Carmen asintió, y al levantarse, sintió cómo el corazón se le aceleraba. Bailaron. Él la guiaba con seguridad, pero sin dureza. Le murmuraba pequeñas frases, cumplidos, mientras sus ojos la recorrían con admiración. Carmen se sintió viva, deseada, como no se había sentido en años.

En el rincón, Amalia los miraba con una mezcla de celos y desilusión. Se mordía el labio, pensaba:

— ¡Ella! ¿Por qué ella? Yo llevo años intentando que me mire así…

Pero Joaquín no veía nada más. Carmen ocupaba todo su campo de visión. Ella, por su parte, se dejaba llevar. Sentía que él la quería ahí, en ese instante, entre sus brazos. Y ella también lo deseaba.

Al terminar la velada, él la acompañó a la salida.

— Ya es tarde, mejor no abusar de los anfitriones — dijo en voz alta, y luego, más bajo — ¿Puedo acompañarte a casa?

— Claro, gracias. Vivo aquí al lado — dijo ella, con una alegría serena.

— ¿Quieres entrar un momento? Mi casa está justo aquí…

Carmen dudó. Le apetecía, pero no quería precipitarse.

— Otro día. Me encantaría, pero… poco a poco.

— Como prefieras — sonrió él, con ternura.

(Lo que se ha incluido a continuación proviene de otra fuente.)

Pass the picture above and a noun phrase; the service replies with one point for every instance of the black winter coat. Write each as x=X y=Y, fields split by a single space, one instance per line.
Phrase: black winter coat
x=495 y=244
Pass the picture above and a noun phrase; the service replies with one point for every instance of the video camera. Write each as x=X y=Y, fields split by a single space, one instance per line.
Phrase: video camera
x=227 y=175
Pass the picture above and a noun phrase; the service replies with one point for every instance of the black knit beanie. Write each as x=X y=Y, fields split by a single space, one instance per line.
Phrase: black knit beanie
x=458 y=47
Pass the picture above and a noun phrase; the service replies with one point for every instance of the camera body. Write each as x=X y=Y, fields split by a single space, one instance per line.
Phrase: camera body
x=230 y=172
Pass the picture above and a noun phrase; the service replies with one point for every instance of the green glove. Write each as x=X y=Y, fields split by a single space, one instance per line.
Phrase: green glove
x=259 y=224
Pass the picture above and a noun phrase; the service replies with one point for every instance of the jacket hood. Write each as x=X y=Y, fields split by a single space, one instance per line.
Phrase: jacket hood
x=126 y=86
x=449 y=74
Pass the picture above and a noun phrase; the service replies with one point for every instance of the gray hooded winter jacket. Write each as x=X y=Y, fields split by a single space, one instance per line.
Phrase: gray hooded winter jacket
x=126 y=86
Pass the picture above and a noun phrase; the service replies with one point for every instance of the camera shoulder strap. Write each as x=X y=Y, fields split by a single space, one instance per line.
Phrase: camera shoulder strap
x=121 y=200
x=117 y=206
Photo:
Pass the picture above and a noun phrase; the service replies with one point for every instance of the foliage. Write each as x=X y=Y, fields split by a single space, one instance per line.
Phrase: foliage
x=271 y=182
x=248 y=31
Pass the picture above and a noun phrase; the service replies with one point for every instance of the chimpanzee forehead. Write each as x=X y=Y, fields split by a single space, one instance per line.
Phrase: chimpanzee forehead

El aire nocturno estaba impregnado de olor a lilas. Joaquín, tras una breve pausa, propuso:

— ¿Y si damos un paseo?

— Pensé lo mismo — dijo ella, sorprendida y feliz por la coincidencia.

Caminaron largo rato. Hablaron poco, pero no hizo falta. Él la acompañó hasta su puerta, y esta vez, fue ella quien le propuso subir. Joaquín aceptó con gusto.

En casa de Inés, ella y Paco los vieron marcharse juntos. Se miraron cómplices.

— ¡Funcionó! — dijo Inés bajito, feliz.

— Te lo dije… aún le queda pólvora al coronel — bromeó Paco, riendo.

Desde entonces, Carmen y Joaquín caminan juntos cada tarde. Comparten lecturas, películas, recuerdos y silencios. Él resultó ser un hombre dulce, tierno, y sorprendentemente apasionado. Solo Amalia sigue esperando que un día, él vuelva a mirar en su dirección.

Pero ya es tarde.

Porque la vida —a veces— sí ofrece una segunda oportunidad.